97% dos portugueses fazem férias em território nacional

Os gastos que os portugueses pretendem fazer com as férias estão 32% abaixo do ano passado, situando-se agora nos 900 euros em média

A pandemia de covid-19 influenciou por completo a escolha dos destinos de férias dos portugueses – o próprio Governo desaconselha idas para fora da Europa. E isso reflete-se na vontade expressada no mais recente inquérito do Observador Cetelem: 97% admitem ficar por terras nacionais "devido à situação pandémica que o país e o mundo atravessam e devido à incerteza que ainda existe sobre fronteiras", segundo um inquérito realizado pelo Observador Cetelem. E 98% vão fazer férias em Portugal e no estrangeiro.
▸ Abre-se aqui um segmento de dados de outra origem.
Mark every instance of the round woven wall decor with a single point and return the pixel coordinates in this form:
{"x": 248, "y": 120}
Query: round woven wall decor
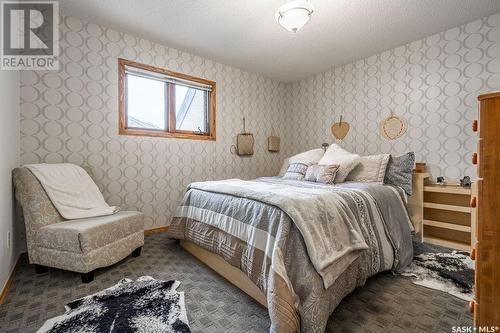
{"x": 393, "y": 127}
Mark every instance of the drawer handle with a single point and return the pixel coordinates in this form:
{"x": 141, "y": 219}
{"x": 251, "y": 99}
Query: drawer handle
{"x": 474, "y": 126}
{"x": 474, "y": 158}
{"x": 471, "y": 306}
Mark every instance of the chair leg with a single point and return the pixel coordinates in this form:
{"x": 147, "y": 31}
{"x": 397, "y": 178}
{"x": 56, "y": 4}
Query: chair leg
{"x": 40, "y": 269}
{"x": 137, "y": 252}
{"x": 87, "y": 277}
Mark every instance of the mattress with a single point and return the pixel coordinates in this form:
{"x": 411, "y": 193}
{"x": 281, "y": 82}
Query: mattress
{"x": 290, "y": 256}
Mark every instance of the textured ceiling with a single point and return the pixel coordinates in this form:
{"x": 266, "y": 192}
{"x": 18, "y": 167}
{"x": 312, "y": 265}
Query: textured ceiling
{"x": 243, "y": 33}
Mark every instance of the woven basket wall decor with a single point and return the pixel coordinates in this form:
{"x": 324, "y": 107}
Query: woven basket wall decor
{"x": 244, "y": 143}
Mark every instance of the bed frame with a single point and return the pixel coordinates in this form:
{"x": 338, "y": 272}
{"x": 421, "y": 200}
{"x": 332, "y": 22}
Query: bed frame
{"x": 226, "y": 270}
{"x": 240, "y": 280}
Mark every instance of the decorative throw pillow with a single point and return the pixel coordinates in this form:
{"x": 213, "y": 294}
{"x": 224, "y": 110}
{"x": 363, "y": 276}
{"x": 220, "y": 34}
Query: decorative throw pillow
{"x": 296, "y": 171}
{"x": 370, "y": 169}
{"x": 400, "y": 170}
{"x": 346, "y": 161}
{"x": 309, "y": 157}
{"x": 284, "y": 167}
{"x": 321, "y": 173}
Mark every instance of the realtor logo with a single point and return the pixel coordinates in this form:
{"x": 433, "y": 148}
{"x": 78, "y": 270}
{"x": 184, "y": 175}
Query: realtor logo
{"x": 30, "y": 35}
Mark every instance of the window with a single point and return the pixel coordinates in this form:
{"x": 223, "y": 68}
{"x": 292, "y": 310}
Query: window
{"x": 158, "y": 102}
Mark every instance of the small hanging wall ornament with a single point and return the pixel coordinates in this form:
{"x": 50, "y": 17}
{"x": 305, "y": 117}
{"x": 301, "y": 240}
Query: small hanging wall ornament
{"x": 340, "y": 129}
{"x": 273, "y": 142}
{"x": 393, "y": 127}
{"x": 244, "y": 143}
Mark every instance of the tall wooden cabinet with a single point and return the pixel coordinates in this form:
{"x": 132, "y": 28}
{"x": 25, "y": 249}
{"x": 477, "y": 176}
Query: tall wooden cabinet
{"x": 486, "y": 305}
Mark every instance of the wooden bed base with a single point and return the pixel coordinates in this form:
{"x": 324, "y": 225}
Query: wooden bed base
{"x": 226, "y": 270}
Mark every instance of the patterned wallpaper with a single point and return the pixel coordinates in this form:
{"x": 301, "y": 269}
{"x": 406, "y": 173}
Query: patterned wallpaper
{"x": 433, "y": 83}
{"x": 72, "y": 116}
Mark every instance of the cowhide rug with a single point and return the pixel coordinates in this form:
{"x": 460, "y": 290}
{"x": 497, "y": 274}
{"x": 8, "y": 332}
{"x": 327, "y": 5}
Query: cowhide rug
{"x": 451, "y": 272}
{"x": 144, "y": 305}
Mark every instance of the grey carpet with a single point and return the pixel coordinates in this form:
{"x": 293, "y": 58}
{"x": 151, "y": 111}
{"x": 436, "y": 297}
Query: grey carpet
{"x": 385, "y": 304}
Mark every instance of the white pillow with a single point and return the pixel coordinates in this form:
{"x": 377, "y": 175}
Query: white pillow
{"x": 370, "y": 169}
{"x": 336, "y": 155}
{"x": 284, "y": 167}
{"x": 309, "y": 157}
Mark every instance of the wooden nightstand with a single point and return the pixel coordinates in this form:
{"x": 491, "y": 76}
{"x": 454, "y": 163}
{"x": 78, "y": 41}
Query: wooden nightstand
{"x": 448, "y": 216}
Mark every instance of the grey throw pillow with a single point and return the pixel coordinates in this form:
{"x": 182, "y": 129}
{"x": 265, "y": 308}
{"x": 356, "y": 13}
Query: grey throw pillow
{"x": 399, "y": 171}
{"x": 322, "y": 173}
{"x": 296, "y": 171}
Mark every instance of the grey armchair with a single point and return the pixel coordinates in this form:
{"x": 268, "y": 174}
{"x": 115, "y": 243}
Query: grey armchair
{"x": 76, "y": 245}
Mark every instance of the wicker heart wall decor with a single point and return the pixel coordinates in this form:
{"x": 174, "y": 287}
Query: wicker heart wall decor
{"x": 340, "y": 129}
{"x": 393, "y": 127}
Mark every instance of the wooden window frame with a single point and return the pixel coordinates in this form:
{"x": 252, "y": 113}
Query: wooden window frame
{"x": 171, "y": 131}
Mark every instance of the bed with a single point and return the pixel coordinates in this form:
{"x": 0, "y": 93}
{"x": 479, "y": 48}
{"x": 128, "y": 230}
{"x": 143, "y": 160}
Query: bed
{"x": 296, "y": 247}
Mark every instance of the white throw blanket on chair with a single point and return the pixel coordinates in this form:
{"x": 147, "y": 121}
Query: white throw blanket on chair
{"x": 71, "y": 190}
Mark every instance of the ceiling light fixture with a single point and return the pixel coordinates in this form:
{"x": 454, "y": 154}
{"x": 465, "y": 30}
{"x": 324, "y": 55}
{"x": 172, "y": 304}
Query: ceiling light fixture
{"x": 293, "y": 15}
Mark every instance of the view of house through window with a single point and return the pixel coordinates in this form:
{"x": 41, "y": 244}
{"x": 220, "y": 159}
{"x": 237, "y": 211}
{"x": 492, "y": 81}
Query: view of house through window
{"x": 158, "y": 102}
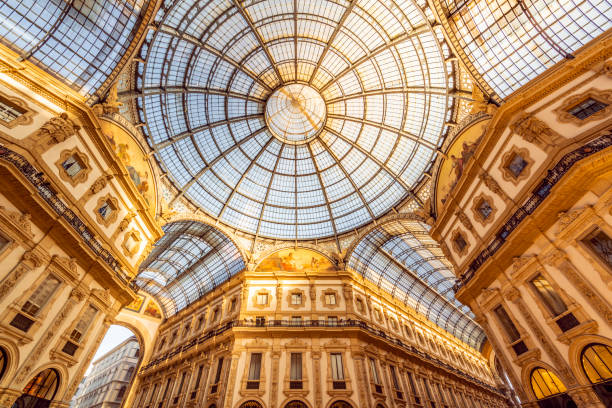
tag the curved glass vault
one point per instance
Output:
(207, 76)
(401, 258)
(190, 260)
(81, 42)
(511, 42)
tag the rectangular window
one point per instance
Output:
(72, 165)
(394, 377)
(9, 111)
(219, 369)
(296, 366)
(255, 367)
(83, 324)
(182, 383)
(337, 367)
(549, 297)
(374, 370)
(485, 210)
(106, 209)
(507, 324)
(41, 296)
(601, 244)
(587, 108)
(516, 165)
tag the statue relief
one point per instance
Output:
(58, 129)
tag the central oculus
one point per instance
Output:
(295, 113)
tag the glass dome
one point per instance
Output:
(295, 120)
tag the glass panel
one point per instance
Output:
(510, 42)
(587, 108)
(601, 244)
(41, 295)
(296, 366)
(507, 324)
(597, 362)
(546, 383)
(80, 42)
(255, 367)
(401, 258)
(189, 261)
(337, 367)
(551, 299)
(295, 130)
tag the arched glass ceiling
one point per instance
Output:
(510, 42)
(190, 260)
(81, 42)
(210, 66)
(401, 258)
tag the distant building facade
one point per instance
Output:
(110, 377)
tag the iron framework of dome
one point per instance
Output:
(206, 79)
(401, 258)
(80, 42)
(190, 260)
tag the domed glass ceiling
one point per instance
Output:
(294, 119)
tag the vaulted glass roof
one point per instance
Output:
(79, 41)
(402, 259)
(212, 71)
(511, 42)
(190, 260)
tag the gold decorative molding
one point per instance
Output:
(57, 130)
(82, 175)
(477, 202)
(464, 219)
(507, 159)
(535, 131)
(602, 96)
(25, 113)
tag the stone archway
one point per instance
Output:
(251, 404)
(40, 390)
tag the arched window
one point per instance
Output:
(296, 404)
(251, 404)
(340, 404)
(40, 390)
(596, 362)
(3, 362)
(545, 383)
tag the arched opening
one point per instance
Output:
(251, 404)
(596, 362)
(549, 390)
(340, 404)
(40, 390)
(111, 372)
(296, 404)
(3, 362)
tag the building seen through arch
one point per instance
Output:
(320, 204)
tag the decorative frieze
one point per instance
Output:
(535, 131)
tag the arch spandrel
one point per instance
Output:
(190, 260)
(296, 260)
(400, 257)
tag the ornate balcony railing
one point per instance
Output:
(50, 196)
(553, 176)
(341, 324)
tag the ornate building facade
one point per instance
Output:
(320, 204)
(110, 377)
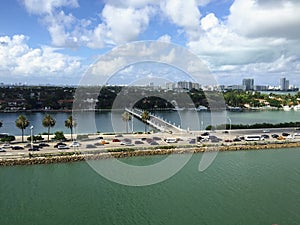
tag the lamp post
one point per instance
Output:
(31, 138)
(229, 123)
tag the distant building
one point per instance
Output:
(284, 84)
(235, 87)
(248, 84)
(185, 85)
(260, 87)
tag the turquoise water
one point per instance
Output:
(104, 120)
(245, 187)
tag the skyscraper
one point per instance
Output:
(284, 84)
(248, 84)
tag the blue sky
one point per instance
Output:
(54, 41)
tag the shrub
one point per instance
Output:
(35, 138)
(59, 136)
(8, 138)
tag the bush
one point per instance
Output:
(8, 138)
(59, 136)
(35, 138)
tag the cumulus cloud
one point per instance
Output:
(257, 18)
(47, 6)
(184, 14)
(17, 58)
(125, 24)
(165, 38)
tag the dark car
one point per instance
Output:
(34, 148)
(192, 141)
(236, 139)
(43, 145)
(156, 138)
(17, 147)
(265, 136)
(58, 144)
(90, 146)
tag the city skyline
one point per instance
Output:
(54, 42)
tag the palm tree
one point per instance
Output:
(22, 123)
(48, 122)
(145, 116)
(70, 123)
(126, 117)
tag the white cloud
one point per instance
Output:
(257, 18)
(17, 58)
(47, 6)
(183, 13)
(125, 24)
(165, 38)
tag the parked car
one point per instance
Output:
(90, 146)
(62, 147)
(129, 144)
(6, 145)
(58, 144)
(34, 148)
(98, 144)
(236, 139)
(104, 142)
(192, 141)
(16, 147)
(75, 144)
(265, 136)
(156, 138)
(43, 145)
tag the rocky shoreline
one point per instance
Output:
(76, 156)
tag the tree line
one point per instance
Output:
(48, 122)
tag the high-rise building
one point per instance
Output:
(248, 84)
(284, 84)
Nesta análise das intenções de férias dos portugueses, 26% dizem que planeiam ir de férias até agosto e 37% ainda não sabem se aproveitarão ou não estes primeiros meses do verão para descansar – uma incerteza que se poderá justificar por muitos portugueses estarem ainda a certificar-se de que estão reunidas as condições para poderem fazê-lo já ou se irão deixar para mais tarde. São os inquiridos entre os 25 e 34 anos e os trabalhadores por conta de outrem que, neste momento, constituem a maioria daqueles que estão a considerar ir de férias durante estes próximos meses.

No top das preferências, para 67% dos inquiridos a praia continua a ser o destino de eleição, seguindo-se o campo, para 27%. Esta é a escolha preferida entre os 65 e os 74 anos (84%). Já 34% dos portugueses escolhem passar as suas férias de verão na cidade.

As casas alugadas, secundárias ou de familiares são a escolha do local onde 74% daqueles que pretendem fazer férias fora da sua residência habitual (que são 64%) vão ficar hospedados. Apenas 7% dos inquiridos planeiam ficar em alojamento local e 5% em hotéis.

Outro dos sinais de incerteza, à luz do contexto atual, é que 70% dizem que não pretendem fazer reservas, deixando a escolha para a última da hora. Já aqueles que indicam que preferem fazer reserva, 18% opta pelo registo online, 8% recorrem a agências de aluguer de casas e 2% a agências de viagens online ou similares.

Os gastos que os portugueses pretendem fazer com as férias estão 32% abaixo do ano passado, situando-se agora nos 900 euros em média. Os que tencionam ficar em casa não tencionam ir além dos 320 euros.

Este inquérito foi realizado entre 20 de maio e 1 de junho, a 1000 indivíduos em território nacional continental, de ambos os sexos, entre os 18 e os 74 anos.